I’m a slow reader. I mean, I consider myself to be smart and, ya know, fluent in this here English language. But my reading clocks in at around a page every 2-3 minutes. I could read a bit faster than that, but I start losing all comprehension of what I’m reading.
I’m reading a 1000 page book right now (Gai-Jin) and I’ve got at most the bus ride to and from work to read during the day. It’s taken me, like, two months to kill that sucker.
My wife, at a conservative estimate, reads at around 4x the speed I do. I have no clue how she does it. And it drives me absolutely bonkers when she decides to read the same book I’m reading during the same time period I am.

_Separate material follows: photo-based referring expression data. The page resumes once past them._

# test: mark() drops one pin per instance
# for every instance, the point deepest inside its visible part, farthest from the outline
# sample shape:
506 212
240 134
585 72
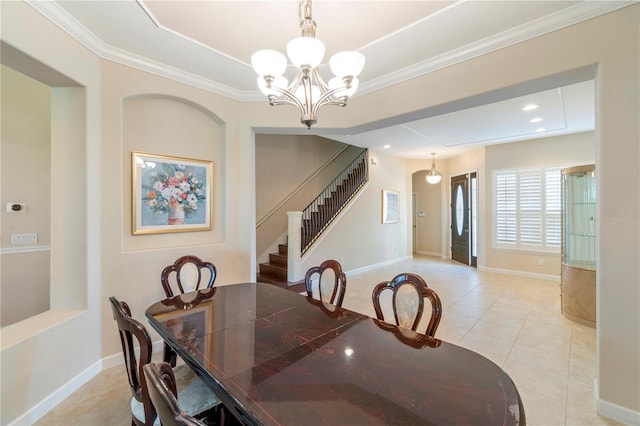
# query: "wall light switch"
30 238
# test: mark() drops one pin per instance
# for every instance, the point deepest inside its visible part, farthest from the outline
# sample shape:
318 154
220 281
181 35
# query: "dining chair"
161 383
186 274
407 292
196 396
326 282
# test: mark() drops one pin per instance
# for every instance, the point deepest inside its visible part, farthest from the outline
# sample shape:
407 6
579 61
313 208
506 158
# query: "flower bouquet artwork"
170 194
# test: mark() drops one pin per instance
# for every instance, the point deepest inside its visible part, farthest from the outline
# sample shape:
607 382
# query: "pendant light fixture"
307 91
433 177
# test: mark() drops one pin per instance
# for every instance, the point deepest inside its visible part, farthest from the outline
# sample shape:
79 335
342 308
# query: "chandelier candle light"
307 91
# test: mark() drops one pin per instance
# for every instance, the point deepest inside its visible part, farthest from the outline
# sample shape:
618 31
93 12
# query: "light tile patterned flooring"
514 321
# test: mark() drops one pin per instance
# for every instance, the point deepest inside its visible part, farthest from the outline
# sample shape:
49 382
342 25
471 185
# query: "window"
527 208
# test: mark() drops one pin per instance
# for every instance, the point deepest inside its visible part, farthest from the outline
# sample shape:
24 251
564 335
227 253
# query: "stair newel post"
294 270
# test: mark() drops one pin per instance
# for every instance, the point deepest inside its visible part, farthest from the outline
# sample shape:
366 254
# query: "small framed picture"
170 194
390 206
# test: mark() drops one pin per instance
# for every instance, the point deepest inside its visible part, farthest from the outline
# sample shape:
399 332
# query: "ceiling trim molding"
567 17
60 17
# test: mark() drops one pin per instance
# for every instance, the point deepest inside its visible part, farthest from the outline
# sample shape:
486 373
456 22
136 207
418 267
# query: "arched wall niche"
173 126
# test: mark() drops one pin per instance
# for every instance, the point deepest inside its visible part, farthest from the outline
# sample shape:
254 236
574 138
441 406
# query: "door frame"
472 212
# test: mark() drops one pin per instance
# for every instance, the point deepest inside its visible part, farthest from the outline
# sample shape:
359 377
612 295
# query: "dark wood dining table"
276 357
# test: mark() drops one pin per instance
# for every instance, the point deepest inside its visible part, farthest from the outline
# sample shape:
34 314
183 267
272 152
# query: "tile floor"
514 321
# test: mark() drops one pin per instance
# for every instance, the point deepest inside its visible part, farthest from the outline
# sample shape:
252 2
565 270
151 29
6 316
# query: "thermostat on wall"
15 207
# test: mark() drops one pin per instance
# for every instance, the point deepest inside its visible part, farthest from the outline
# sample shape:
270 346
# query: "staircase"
275 271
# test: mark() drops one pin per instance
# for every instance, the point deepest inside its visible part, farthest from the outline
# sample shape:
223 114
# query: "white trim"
47 404
429 253
564 18
378 265
31 249
614 411
50 402
548 277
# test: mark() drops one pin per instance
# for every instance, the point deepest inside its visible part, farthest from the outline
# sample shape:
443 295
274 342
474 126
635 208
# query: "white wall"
26 135
43 354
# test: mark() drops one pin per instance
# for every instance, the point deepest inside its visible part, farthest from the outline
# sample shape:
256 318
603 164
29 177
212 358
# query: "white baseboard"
429 253
548 277
378 265
613 411
50 402
43 407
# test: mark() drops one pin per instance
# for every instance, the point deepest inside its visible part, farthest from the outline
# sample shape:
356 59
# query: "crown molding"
562 19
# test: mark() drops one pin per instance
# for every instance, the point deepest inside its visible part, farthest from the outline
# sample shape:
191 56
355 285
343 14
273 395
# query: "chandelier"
433 176
308 91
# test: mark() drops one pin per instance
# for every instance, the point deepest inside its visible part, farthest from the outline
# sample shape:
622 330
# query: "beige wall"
43 354
33 377
25 176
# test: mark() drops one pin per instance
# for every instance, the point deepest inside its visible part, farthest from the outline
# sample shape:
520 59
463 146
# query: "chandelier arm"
319 80
291 98
325 100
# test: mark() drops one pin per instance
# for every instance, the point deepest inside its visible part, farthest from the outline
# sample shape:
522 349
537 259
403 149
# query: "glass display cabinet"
578 276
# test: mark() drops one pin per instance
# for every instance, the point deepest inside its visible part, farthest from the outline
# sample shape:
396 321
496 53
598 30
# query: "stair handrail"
300 187
318 215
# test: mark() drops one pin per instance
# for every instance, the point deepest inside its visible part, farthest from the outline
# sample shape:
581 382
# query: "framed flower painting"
170 194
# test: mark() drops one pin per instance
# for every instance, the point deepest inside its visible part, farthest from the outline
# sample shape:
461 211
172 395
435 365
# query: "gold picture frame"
390 206
170 194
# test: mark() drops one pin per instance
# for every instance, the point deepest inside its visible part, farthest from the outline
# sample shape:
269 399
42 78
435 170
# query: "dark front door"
460 218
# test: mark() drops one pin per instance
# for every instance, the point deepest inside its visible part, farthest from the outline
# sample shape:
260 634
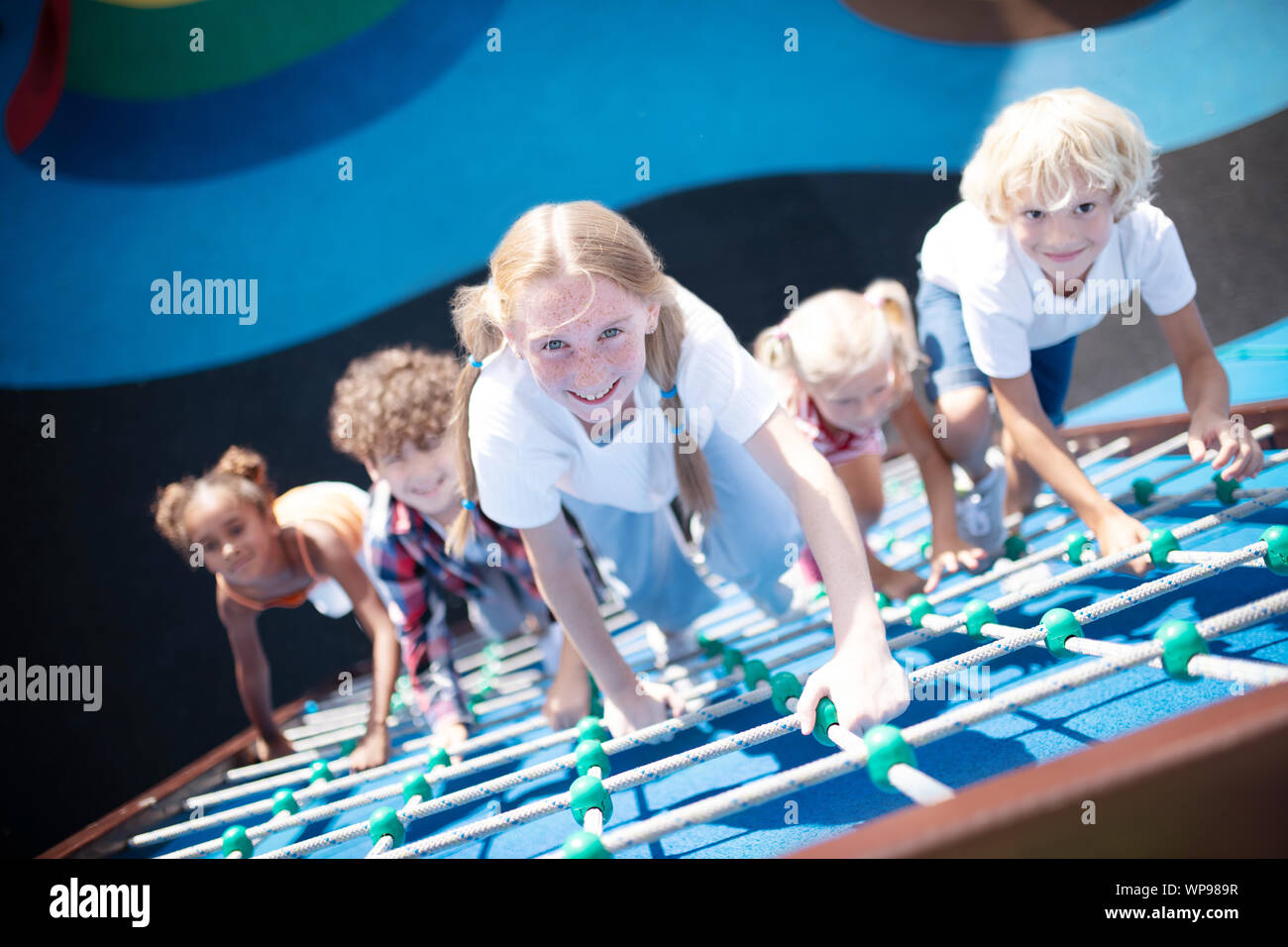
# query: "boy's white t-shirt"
527 449
1009 305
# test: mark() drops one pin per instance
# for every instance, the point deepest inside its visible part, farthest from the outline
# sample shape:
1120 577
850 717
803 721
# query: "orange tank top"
336 505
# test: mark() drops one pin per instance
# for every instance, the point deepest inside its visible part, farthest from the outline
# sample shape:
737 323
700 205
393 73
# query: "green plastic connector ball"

I also estimate my time at a page a minute for leisure reading. I can read faster or slower depending on my goals and reasons for reading the materiel.
I’ve never actually timed myself, but I know that I read the first 5 Harry Potter books in about 6 days of 9-5ish reading (I was unemployed and I’d stop reading when my husband came home from work). I read Christopher Moore’s Fool in less than 4 hours on a plane, with breaks for meals.
I used Under The Dome to estimate my speed just recently, so I could figure out how many days to take off from work (a new SK book is a holiday as far as I’m concerned). It was approximately 100 pages per hour.
I did take a day off and burned through most of it in one sitting. However, my usual time allotment for reading is about half an hour per day, and on some sad days, I don’t get to read at all. So it takes me around a week to get through the average book.
It varies, I read novels very quickly, and if I’m rereading something it’s even faster. Last time I was ill, I reread all of Prachett’s Guard novels, and a pile of Tamora Pierce that my wife had lying around, in a single day. Non-fiction depends a great deal on subject matter and era it was written in, but is always vastly slower than fiction.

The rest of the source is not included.